On the show, Cassone merely offered the opinion that safety information should be provided on all homeopathic products and that efficacy information should be provided on anything that is to be ingested. “I would have had no objection to a homeopathist sharing the show,” he says in Nature, “because it would have been even more convincing to the viewers that arguments of homeopathists against providing information are untenable.” But he fully supports the way Angela produced his program.
The case went to court in the autumn of 2001, and it took over three years to be settled. Finally, on May 20, 2004, the court presented a fifty-nine page, highly detailed judgment confirming that homeopathy has no scientific validity. What was said on the show, the judgment states, “falls within the right to fair comment and criticism and cannot in any way be considered offensive or defamatory, as it merely gives an account of a situation which is perfectly true.”
It is the first time that a court has handed down a judgment on this topic, which for years has been at the center of heated debate between the international scientific community and the supporters of homeopathy.

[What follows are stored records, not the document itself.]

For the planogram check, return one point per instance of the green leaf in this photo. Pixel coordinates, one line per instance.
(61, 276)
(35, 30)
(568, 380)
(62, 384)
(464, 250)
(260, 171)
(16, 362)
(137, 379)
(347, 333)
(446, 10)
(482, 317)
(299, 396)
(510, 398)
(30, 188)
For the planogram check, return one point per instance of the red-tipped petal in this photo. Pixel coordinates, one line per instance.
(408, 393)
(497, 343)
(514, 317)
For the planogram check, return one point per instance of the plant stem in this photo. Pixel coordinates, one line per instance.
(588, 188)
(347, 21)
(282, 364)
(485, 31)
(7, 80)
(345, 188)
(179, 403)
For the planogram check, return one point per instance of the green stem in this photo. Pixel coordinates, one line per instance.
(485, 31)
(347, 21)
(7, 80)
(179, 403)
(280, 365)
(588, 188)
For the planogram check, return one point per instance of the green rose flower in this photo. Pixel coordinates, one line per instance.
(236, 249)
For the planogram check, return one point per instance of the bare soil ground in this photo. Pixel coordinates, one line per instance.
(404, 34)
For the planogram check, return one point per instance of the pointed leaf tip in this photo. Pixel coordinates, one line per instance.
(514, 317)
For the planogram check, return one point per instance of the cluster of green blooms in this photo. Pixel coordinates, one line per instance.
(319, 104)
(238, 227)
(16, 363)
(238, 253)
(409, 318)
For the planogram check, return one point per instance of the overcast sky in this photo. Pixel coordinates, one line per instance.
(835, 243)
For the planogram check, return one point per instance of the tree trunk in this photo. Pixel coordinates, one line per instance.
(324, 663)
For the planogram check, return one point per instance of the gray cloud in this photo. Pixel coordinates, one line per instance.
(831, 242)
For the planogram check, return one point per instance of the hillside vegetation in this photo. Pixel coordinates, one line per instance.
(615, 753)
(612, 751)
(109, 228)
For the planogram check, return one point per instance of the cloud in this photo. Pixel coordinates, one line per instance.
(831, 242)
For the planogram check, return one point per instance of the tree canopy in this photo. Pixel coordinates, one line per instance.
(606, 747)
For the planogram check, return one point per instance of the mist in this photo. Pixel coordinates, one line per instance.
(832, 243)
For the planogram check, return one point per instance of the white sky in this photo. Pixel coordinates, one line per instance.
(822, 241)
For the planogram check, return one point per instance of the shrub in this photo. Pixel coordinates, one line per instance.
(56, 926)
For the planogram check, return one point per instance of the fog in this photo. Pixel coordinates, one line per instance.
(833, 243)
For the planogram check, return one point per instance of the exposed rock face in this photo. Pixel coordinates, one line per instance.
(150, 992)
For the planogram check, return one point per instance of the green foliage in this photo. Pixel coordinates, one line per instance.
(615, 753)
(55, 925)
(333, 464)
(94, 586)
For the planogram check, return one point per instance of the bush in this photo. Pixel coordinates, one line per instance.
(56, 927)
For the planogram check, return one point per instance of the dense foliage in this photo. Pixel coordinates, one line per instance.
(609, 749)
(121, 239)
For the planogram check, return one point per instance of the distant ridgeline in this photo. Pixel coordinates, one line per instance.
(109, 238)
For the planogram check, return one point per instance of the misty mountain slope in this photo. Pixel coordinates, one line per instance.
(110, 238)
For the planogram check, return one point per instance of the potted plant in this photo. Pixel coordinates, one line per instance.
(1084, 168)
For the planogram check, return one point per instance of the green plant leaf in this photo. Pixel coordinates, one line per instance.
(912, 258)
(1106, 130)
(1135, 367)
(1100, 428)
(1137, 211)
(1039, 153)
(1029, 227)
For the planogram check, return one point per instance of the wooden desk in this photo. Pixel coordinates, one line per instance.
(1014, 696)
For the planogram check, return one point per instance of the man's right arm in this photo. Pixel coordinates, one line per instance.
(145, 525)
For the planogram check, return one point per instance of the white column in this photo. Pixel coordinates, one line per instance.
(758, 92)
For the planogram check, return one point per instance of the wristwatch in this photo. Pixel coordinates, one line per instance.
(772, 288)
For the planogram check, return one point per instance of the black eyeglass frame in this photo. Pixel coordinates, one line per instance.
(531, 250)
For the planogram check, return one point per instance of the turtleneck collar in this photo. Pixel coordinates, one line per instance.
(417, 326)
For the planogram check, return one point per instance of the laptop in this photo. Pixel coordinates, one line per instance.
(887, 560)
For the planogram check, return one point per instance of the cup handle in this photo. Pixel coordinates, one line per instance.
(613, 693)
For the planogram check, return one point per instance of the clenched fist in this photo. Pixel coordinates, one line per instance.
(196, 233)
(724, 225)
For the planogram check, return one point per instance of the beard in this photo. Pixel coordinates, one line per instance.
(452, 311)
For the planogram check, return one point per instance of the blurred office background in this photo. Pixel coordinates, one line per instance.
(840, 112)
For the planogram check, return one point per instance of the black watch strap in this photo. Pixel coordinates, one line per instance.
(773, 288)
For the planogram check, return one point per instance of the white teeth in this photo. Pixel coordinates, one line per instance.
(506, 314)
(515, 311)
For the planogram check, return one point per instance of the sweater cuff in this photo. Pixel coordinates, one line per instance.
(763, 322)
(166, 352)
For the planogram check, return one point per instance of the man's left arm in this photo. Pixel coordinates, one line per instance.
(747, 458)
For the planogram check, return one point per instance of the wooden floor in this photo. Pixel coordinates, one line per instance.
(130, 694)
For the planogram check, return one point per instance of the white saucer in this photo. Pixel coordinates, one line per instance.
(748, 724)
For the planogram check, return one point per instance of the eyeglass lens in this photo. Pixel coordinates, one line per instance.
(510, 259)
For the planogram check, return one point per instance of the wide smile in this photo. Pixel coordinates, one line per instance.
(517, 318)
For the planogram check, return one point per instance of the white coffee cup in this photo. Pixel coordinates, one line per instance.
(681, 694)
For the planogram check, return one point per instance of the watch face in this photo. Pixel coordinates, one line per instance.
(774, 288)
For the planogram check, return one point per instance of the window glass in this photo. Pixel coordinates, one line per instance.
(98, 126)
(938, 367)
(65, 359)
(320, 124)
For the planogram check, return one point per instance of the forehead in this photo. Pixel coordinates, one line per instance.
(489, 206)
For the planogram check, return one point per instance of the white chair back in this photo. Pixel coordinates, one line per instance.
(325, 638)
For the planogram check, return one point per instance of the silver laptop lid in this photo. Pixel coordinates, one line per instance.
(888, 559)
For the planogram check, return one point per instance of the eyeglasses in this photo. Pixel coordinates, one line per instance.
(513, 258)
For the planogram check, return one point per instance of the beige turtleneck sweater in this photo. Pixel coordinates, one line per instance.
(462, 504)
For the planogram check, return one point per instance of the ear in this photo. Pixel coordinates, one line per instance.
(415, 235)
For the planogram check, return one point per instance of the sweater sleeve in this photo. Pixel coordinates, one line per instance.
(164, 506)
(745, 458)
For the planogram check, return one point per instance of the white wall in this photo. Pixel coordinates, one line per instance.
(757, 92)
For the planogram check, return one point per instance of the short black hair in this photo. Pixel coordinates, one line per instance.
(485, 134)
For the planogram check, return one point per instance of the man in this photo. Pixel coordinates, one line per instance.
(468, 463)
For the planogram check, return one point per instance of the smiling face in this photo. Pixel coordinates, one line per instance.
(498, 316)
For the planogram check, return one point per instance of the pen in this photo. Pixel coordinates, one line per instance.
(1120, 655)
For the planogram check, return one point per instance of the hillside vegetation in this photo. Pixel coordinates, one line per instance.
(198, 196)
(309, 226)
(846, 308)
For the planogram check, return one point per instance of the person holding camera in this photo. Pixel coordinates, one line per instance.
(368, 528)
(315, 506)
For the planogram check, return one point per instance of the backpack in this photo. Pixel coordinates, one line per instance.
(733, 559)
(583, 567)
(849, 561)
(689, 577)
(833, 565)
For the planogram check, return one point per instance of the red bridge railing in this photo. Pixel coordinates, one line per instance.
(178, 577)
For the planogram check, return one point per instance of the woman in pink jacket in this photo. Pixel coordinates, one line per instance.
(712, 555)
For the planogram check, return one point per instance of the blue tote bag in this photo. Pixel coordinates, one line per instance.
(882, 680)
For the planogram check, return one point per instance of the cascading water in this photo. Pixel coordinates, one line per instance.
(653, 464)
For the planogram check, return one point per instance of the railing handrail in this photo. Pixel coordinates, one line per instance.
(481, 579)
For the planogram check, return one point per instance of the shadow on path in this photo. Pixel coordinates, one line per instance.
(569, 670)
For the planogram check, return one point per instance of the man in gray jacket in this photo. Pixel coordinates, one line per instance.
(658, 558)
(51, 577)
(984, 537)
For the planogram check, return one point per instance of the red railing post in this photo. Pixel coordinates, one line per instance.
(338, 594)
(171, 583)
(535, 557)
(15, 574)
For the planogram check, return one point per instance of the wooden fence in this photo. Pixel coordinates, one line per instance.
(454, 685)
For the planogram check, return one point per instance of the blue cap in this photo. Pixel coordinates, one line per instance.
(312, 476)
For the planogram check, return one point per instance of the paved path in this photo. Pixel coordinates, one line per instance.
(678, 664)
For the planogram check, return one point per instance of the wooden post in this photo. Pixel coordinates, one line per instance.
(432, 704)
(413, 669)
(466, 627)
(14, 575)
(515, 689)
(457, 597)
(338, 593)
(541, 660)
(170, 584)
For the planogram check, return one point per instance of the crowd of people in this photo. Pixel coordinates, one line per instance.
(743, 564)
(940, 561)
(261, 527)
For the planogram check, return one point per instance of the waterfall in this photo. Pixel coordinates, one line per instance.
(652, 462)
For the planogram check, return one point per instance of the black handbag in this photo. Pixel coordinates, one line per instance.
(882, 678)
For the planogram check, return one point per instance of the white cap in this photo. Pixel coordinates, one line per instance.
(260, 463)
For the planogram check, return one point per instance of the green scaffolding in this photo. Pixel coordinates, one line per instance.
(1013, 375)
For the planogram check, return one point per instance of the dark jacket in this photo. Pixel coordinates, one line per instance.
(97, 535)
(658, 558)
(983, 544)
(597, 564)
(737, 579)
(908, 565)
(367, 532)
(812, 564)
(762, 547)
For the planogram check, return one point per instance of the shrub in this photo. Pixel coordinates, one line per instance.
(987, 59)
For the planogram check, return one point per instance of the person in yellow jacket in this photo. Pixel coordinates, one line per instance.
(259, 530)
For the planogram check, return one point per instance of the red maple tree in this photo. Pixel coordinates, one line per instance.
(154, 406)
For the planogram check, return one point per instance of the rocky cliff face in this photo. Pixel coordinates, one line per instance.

Judge Cinzia Sgr— wrote that “Science, in fact, is not a matter of mere categories of opinion. In the scientific field, either something is, or it is not. Either a treatment works, or it doesn't. And if it works, it is necessary to demonstrate that fact with clear scientific findings backed up by a solid statistical base. Although the international scientific community has always requested such scientific evidence from homeopathic medicine, it has never received attestation of its validity. It is completely devoid of any such foundation, remaining substantially an 'emotional medicine.'”
Piero Angela was, of course, the defendant, but the real accused appeared to be homeopathy itself.
Although the judgment affirms that it is not the task of the court to enter into the question of the validity of homeopathic medicine, given that Angela was charged with criminal defamation, the judge had to conduct an investigation into homeopathy in order to ascertain whether this therapy could be equated with traditional medicine.
Based on the court’s investigation, it was determined that Piero Angela bore no obligation to give a voice on his program to the homeopaths insofar as Superquark is a scientific program. The criticisms formulated in the course of the broadcast were considered justified, highlighting the fact that homeopathy does not have scientific validity. In that respect, one could say that Piero Angela was acquitted, while homeopathy was found guilty.
“The fundamental problem of homeopathy,” says Stefano Cagliano, the scientific adviser to Angela during the process, “is in its efficacy. The possible risk is not in an incidental toxicity but in the fact that some may prefer a homeopathic remedy instead of a proved cure.”
This kind of attention is an attitude that Superquark has constantly presented toward all kinds of useless medicines and not only toward alternative remedies. “The first rule of science,” comments Angela, “is that you have to prove what you claim, and in court, we said that had we acted differently, it would have de-legitimized us in the view of the scientific community. I think we did a public service and our program on homeopathy falls within the many shows on prevention that we have done so far.”
This judgment arrives at a time when homeopathy and other so-called unconventional therapies are at the center of a project of law being discussed in the Health Commission of Italy’s Chamber of Deputies. The plan would be to give full equality to these therapies, with the institution of chairs covering the subject in public universities. Many academic and scientific groups have taken up positions against such a project, including the Italian National Bioethics Committee.